La Safranière

« Ce qui est certain, c’est que le temps est long, dans ces conditions, et nous pousse à le meubler d’agissements qui, comment dire, qui peuvent à première vue paraître raisonnables, mais dont nous avons l’habitude. Tu me diras que c’est pour empêcher notre raison de sombrer. C’est une affaire entendue. Mais n’erre-t-elle pas déjà dans la nuit permanente des grands fonds. »

Samuel Beckett, En attendant Godot

L’œuvre présentée ici se trouve à la frontière du travail documentaire et de la photographie plasticienne. Installée au cœur de la Brocéliande depuis presque cinq ans, Elle y développe une culture d'aromates et d'épices au sein de sa petite exploitation agricole. Cette année-là, la safranière souffre d’un retard à la floraison. La cueillette qui reste un travail exclusivement manuel ne peut se faire. S’installe alors l’attente et l’incertitude.
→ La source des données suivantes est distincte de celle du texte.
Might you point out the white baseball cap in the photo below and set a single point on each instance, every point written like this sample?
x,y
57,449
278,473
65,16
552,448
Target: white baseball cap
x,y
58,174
De cette incertitude naît l’inquiétude et le doute sur les possibilités qui se présentent à elle. L’avenir qui semblait assuré et programmé n’est pas présent. L’humain qui a en vain tenté de maîtriser en organisant la nature se voit désœuvré. Il doit attendre. Cette floraison qui ne vient pas crépuscule après crépuscule l’oblige à accepter de ne jouer le rôle de contemplatrice dans cette cohabitation avec l’environnement. A l’image de la fleur du Safran qui pousse à ras de terre et où il faut se baisser au plus près d'elle pour apercevoir les premiers crocus destinés à être cueillis, les photographies sont réalisées en grand plan au plus près du sujet et des éléments qui l’environne. L’atmosphère crépusculaire n’est pas sans rappeler la scène d’ouverture de la célèbre pièce de Samuel Beckett, où deux comparses se retrouvent la nuit tombante sur un chemin de campagne pour y un attendre Godot.